Saturn’s interior is thought to be made up of a central ice/rock core, surrounded by a layer of electrically conducting metallic hydrogen that generates the dynamo responsible for the planet’s magnetic field. Moving out from the deep interior, the metallic hydrogen transitions to an insulating outer layer consisting mostly of molecular hydrogen.
Based on data collected by Cassini, researchers at Johns Hopkins University conclude the observed magnetic field can best be explained by a transition layer in the deep interior made up of helium “rain.”
Below the transition zone, the pressure is so high that helium can mix smoothy with the metallic hydrogen, allowing convection and the dynamo action that generates the planet’s magnetic field. At lower pressures, farther from the core, the helium is immiscible in hydrogen, causing it to rain out.

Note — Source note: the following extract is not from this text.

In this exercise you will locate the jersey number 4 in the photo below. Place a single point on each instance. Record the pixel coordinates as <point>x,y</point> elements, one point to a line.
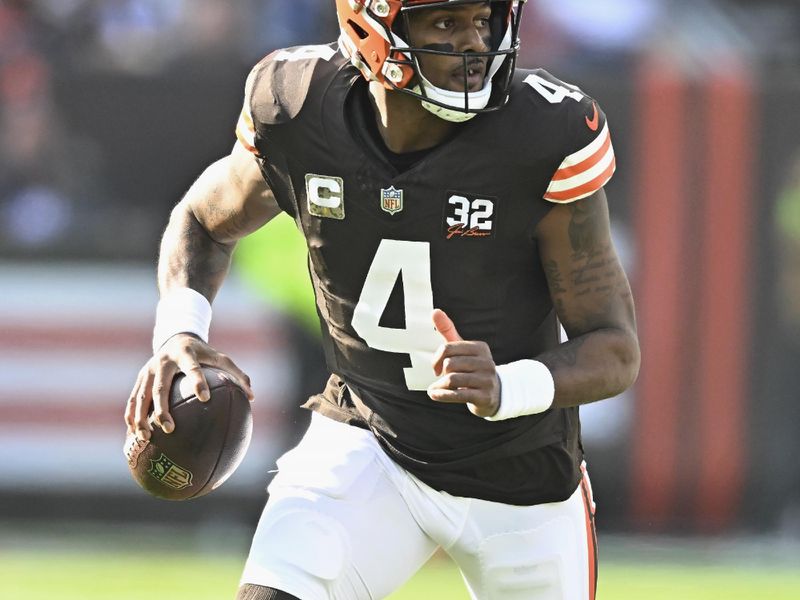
<point>412,262</point>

The helium rain, it is thought, would act to inhibit convection and the dynamo action, providing a good fit with the Cassini data.
“One thing we discovered was how sensitive the model was to very specific things like temperature,” said Sabine Stanley, a Johns Hopkins planetary physicist and co-author of a paper in AGU Advances. “And that means we have a really interesting probe of Saturn’s deep interior as far as 20,000 kilometres down. It’s a kind of X-ray vision.”